I'm already using the free OBS software for capturing what's on screen.


----------



## ProfoundSilence (Mar 19, 2020)

you can do it another way if you have another monitor. 

make a stand alone kontakt instance, double click to make a new empty instrument and use the window and crop it to the keyboard


----------



## jbuhler (Mar 21, 2020)

ProfoundSilence said:


> you can do it another way if you have another monitor.
> 
> make a stand alone kontakt instance, double click to make a new empty instrument and use the window and crop it to the keyboard


I do this except use a cropped instance of Unify. With Unify I have control over how many keys are shown.


----------



## JeffvR (Mar 23, 2020)

All not really ideal solutions to be honest. The Kontakt keys are not really clear if you have a VST loaded. Especially for beginners to see where the C is.
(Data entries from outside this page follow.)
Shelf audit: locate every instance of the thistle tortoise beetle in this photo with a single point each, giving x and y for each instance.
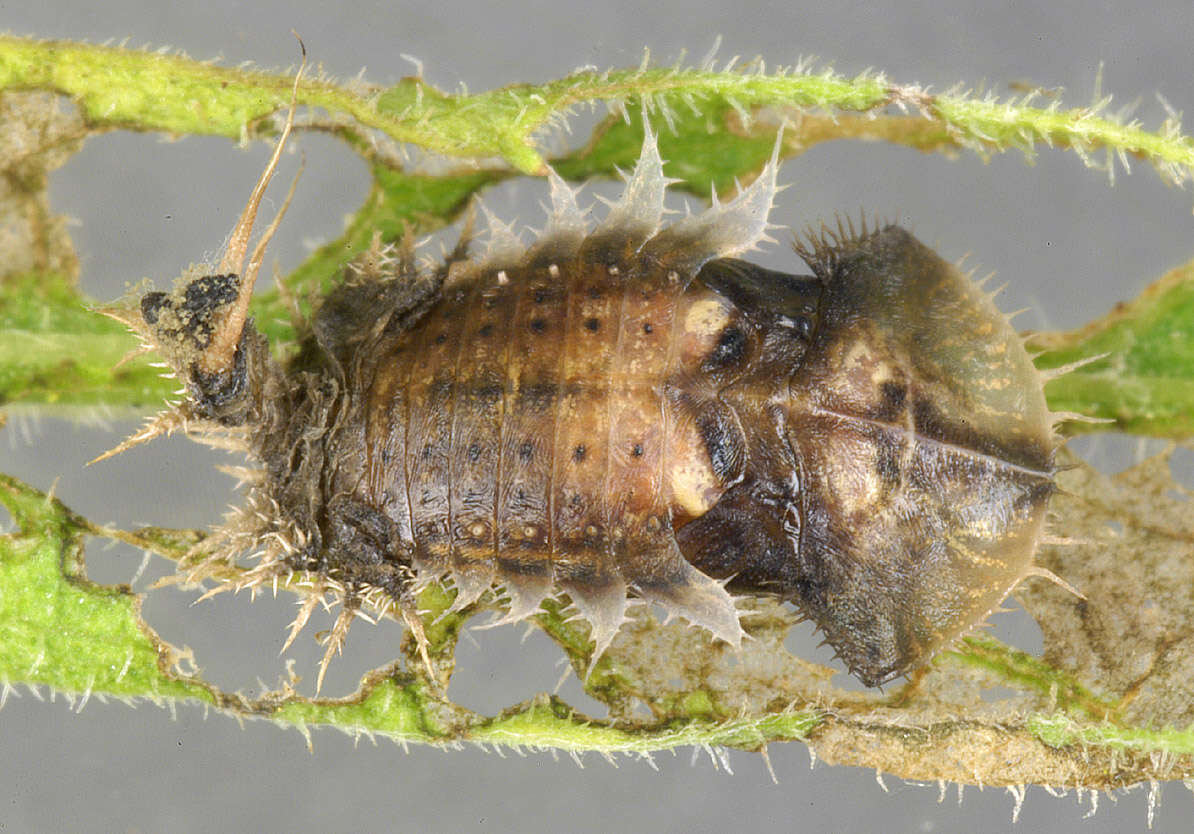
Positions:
(629, 410)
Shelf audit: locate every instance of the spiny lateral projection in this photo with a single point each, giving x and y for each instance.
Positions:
(626, 411)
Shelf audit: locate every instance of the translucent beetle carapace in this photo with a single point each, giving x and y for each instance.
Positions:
(626, 411)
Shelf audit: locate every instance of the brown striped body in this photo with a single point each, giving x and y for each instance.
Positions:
(537, 428)
(627, 411)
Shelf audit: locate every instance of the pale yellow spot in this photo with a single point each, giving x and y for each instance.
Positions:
(707, 317)
(694, 486)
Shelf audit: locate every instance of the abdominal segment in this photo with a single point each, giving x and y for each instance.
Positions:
(537, 437)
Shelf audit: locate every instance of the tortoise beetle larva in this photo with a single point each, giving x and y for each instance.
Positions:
(629, 410)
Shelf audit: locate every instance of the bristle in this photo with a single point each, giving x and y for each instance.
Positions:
(334, 641)
(566, 224)
(164, 423)
(1063, 369)
(722, 230)
(1045, 574)
(700, 600)
(504, 247)
(635, 216)
(604, 607)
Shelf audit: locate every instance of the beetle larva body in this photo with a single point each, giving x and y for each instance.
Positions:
(628, 411)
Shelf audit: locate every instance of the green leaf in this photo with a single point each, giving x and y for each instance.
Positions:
(1145, 381)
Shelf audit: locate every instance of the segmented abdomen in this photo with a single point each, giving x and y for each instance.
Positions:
(531, 439)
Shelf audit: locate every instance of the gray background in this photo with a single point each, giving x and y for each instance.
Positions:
(1069, 246)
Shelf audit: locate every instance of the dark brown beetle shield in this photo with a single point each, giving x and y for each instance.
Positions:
(628, 412)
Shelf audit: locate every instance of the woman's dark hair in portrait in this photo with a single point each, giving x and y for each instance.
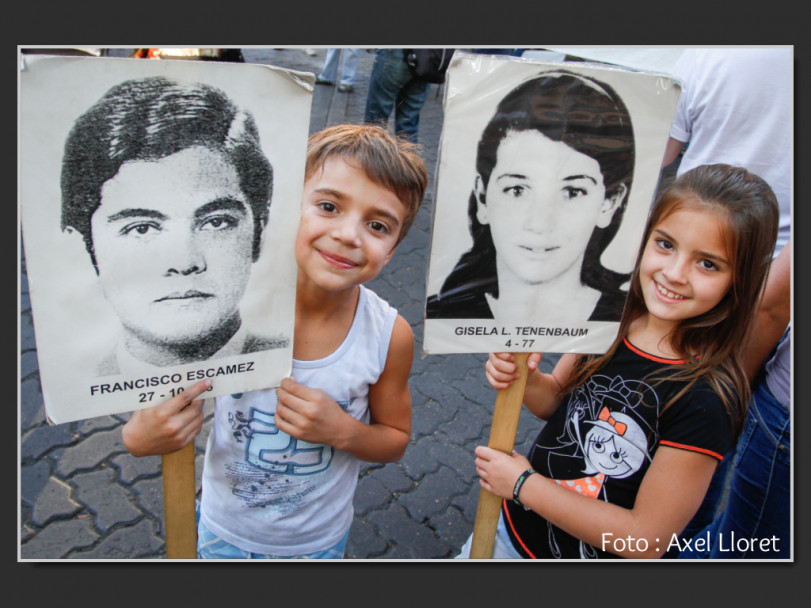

Maybe @mverta can chime in?


----------



## SlHarder (Mar 23, 2020)

ChrisSiuMusic, a member here, uses what you want in his videos, maybe he can chime in.


----------



## brenneisen (Mar 23, 2020)

https://buy.chordieapp.com/


----------



## JeffvR (Mar 23, 2020)

brenneisen said:


> https://buy.chordieapp.com/


Thanks! This one looks good.


----------



## Scamper (Mar 30, 2020)

JeffvR said:


> Is there some simple software to view a piano roll like in the Mike Verta classes?



It was mentioned in his livestream now, that he uses "VirtualKeyboard" by 4drX.





VirtualKeyboard VST/AU


VirtualKeyboard VST/AU




4drx.com


----------



## JeffvR (Mar 31, 2020)

Scamper said:


> It was mentioned in his livestream now, that he uses "VirtualKeyboard" by 4drX.
> 
> 
> 
> ...


Awesome! Thanks!


----------